Synopses & Reviews
Richard Cottam served in the U.S. embassy in Tehran from 1956 to 1958 and was consulted by the Department of State during the 1979 hostage crisis. This book draws upon his expert personal knowledge of Iranian politics to describe the spiraling decline of U.S.-Iranian relations since the cold war and the political consequences of those years U.S. policy, he argues, is flawed by ignorance, inertia, the tenacity of a cold war mentality, a quixotic tilt toward Iraq, and the blatant inconsistency of the Reagan administration's arms-for-hostages scheme that produced the Iran-contra scandal.

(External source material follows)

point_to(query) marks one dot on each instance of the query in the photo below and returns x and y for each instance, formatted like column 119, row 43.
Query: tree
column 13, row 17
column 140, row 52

“Documents seized from the US embassy in Tehran in 1979 show that when American diplomats were desperately searching for some understanding of the rapidly evolving Iranian revolution before the fall of the Shah, Richard Cottam was regarded as one of the most informed American scholars with considerable insight into the contemporary Iranian social forces. . . . Fascinating history.”
—The Middle East
“This book is a fresh retelling of the story of the Iranian Revolution and its aftermath. . . . New information and original insights can be found on almost every page.”
—Middle East Journal
“Use this book! If you are teaching a course on the Middle East and you need one book on Iran, this should be it. . . . Rooted in the author's magisterial command of and involvement in Iranian politics, Cottam has produced a superb and concise survey of twentieth century Iranian political history.”
Richard Cottam draws upon his expert personal knowledge of Iranian politics to describe the spiraling decline of U.S.-Iranian relations since the cold war and the political consequences of those years.
About the Author
Richard W. Cottam was professor of political science at the University of Pittsburgh.